Also test polled obligations if your manifest uses metadata.capability: "obligations.list_due".
| Test | Expected result |
|---|---|
| Tool is not allowed in the WhatsApp number instance grant | KasiLabs does not poll it |
| Tool returns a malformed obligation | Obligation is ignored |
Tool returns reminder but lacks the matching scoped plugin:messages:send:* permission | Reminder is blocked |
Tool returns escalation but lacks the matching scoped plugin:messages:escalate:* permission | Escalation is blocked |
Tool returns external recipient without the matching external_recipient permission | Recipient is blocked |
obligations.record_event exists and is allowed | Plugin receives event results |
Preparing for production
Before publishing or using a plugin in a live workflow:
- Verify every request.
- Remove debug-only tools.
- Remove broad admin actions.
- Confirm all side-effect tools validate business state.

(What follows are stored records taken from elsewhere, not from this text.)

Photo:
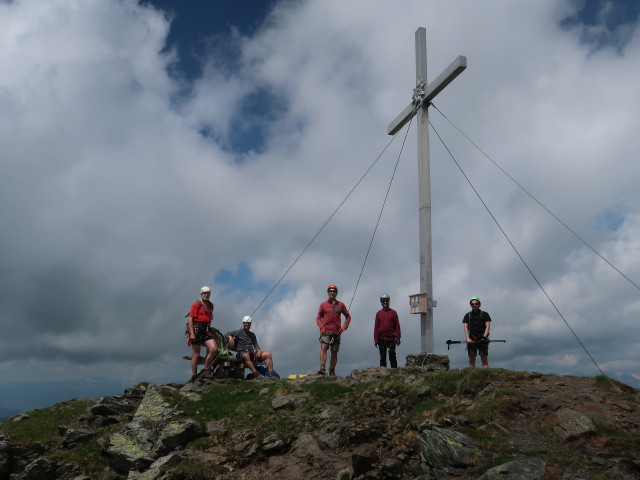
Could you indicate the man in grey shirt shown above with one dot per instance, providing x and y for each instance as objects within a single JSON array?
[{"x": 244, "y": 342}]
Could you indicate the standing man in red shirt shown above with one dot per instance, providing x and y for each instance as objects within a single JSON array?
[
  {"x": 386, "y": 332},
  {"x": 329, "y": 323},
  {"x": 200, "y": 318}
]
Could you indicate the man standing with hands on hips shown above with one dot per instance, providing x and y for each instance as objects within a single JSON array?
[{"x": 329, "y": 323}]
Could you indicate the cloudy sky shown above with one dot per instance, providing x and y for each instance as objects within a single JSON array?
[{"x": 150, "y": 148}]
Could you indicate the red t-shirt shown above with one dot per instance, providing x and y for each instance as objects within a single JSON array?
[
  {"x": 202, "y": 311},
  {"x": 328, "y": 319}
]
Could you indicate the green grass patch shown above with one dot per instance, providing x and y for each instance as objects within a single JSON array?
[
  {"x": 42, "y": 424},
  {"x": 614, "y": 386},
  {"x": 194, "y": 470},
  {"x": 88, "y": 457}
]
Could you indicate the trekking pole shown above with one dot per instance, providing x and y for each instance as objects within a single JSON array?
[{"x": 474, "y": 342}]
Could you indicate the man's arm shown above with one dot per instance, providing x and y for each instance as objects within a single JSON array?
[
  {"x": 320, "y": 316},
  {"x": 347, "y": 318},
  {"x": 487, "y": 328}
]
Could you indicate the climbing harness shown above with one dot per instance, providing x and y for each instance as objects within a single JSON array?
[{"x": 474, "y": 342}]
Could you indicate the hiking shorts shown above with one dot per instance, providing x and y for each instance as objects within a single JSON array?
[
  {"x": 201, "y": 330},
  {"x": 474, "y": 348},
  {"x": 332, "y": 340},
  {"x": 241, "y": 353}
]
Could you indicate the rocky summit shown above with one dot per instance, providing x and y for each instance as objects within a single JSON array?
[{"x": 408, "y": 423}]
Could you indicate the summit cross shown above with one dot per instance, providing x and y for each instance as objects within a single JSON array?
[{"x": 422, "y": 96}]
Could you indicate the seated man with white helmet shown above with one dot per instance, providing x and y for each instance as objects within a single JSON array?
[{"x": 244, "y": 341}]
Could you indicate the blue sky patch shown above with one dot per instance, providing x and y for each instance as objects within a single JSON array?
[{"x": 242, "y": 280}]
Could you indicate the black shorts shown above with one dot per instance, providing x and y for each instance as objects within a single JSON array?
[
  {"x": 474, "y": 348},
  {"x": 201, "y": 330}
]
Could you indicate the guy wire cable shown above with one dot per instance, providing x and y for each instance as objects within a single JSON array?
[
  {"x": 324, "y": 225},
  {"x": 381, "y": 210},
  {"x": 515, "y": 249},
  {"x": 536, "y": 200}
]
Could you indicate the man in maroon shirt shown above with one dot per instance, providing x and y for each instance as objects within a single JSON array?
[
  {"x": 329, "y": 323},
  {"x": 386, "y": 332}
]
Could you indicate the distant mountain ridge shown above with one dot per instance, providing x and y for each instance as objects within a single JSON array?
[{"x": 18, "y": 397}]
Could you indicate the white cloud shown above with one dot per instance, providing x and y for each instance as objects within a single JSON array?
[{"x": 116, "y": 209}]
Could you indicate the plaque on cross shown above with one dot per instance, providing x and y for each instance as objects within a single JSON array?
[{"x": 422, "y": 95}]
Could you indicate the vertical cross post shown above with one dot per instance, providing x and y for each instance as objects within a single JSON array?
[{"x": 422, "y": 96}]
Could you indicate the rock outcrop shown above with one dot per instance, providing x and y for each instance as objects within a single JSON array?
[{"x": 410, "y": 423}]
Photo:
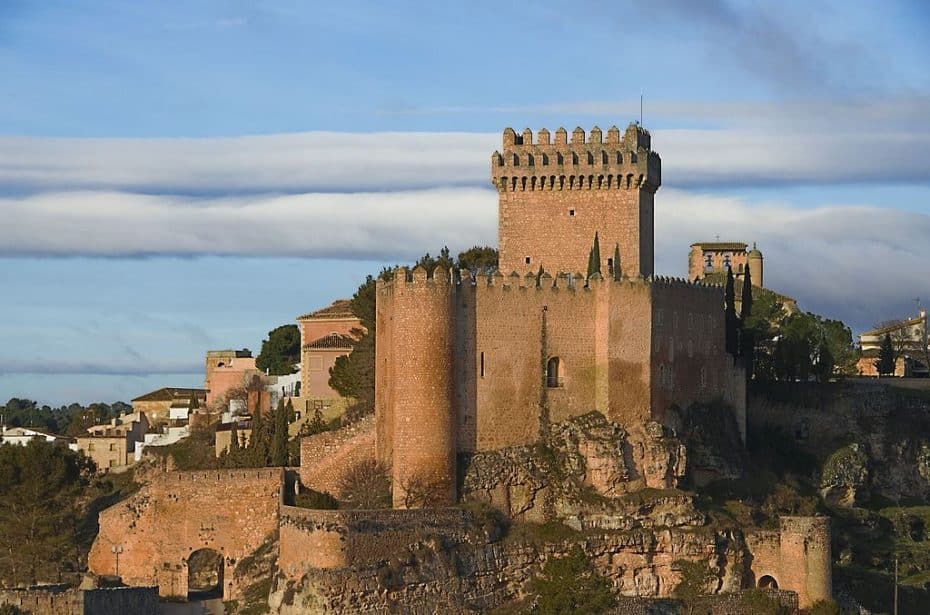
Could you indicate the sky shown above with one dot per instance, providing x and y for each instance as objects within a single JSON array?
[{"x": 183, "y": 176}]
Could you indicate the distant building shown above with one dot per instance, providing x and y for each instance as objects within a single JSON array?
[
  {"x": 113, "y": 445},
  {"x": 910, "y": 340},
  {"x": 711, "y": 259},
  {"x": 157, "y": 404},
  {"x": 226, "y": 370},
  {"x": 325, "y": 335},
  {"x": 24, "y": 435}
]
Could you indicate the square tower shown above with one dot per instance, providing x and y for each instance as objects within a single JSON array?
[{"x": 554, "y": 196}]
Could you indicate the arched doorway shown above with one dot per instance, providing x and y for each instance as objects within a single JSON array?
[
  {"x": 768, "y": 582},
  {"x": 204, "y": 575}
]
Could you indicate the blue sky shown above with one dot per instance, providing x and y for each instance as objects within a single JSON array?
[{"x": 179, "y": 176}]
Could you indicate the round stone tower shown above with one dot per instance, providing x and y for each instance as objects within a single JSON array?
[
  {"x": 423, "y": 465},
  {"x": 755, "y": 266}
]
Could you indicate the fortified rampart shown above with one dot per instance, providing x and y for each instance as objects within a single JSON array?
[
  {"x": 566, "y": 191},
  {"x": 325, "y": 458},
  {"x": 474, "y": 364},
  {"x": 334, "y": 539},
  {"x": 230, "y": 512},
  {"x": 795, "y": 557},
  {"x": 57, "y": 600}
]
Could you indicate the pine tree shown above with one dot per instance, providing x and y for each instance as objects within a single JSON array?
[
  {"x": 618, "y": 270},
  {"x": 730, "y": 320},
  {"x": 886, "y": 358}
]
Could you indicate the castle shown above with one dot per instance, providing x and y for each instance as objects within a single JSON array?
[
  {"x": 470, "y": 363},
  {"x": 487, "y": 366}
]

- Confirm customer identifiers are handled privately.
- Confirm errors do not reveal secrets.
- Confirm only the right instances have the plugin grant.
- Confirm the organization knows who can configure and grant the plugin.
Updating a plugin
When you update a manifest:
- Deploy the new manifest.
- Re-fetch or reinstall the sandbox plugin.
- Review tool changes.
- Re-test conversations.
- Grant or remove WhatsApp number instance access as needed.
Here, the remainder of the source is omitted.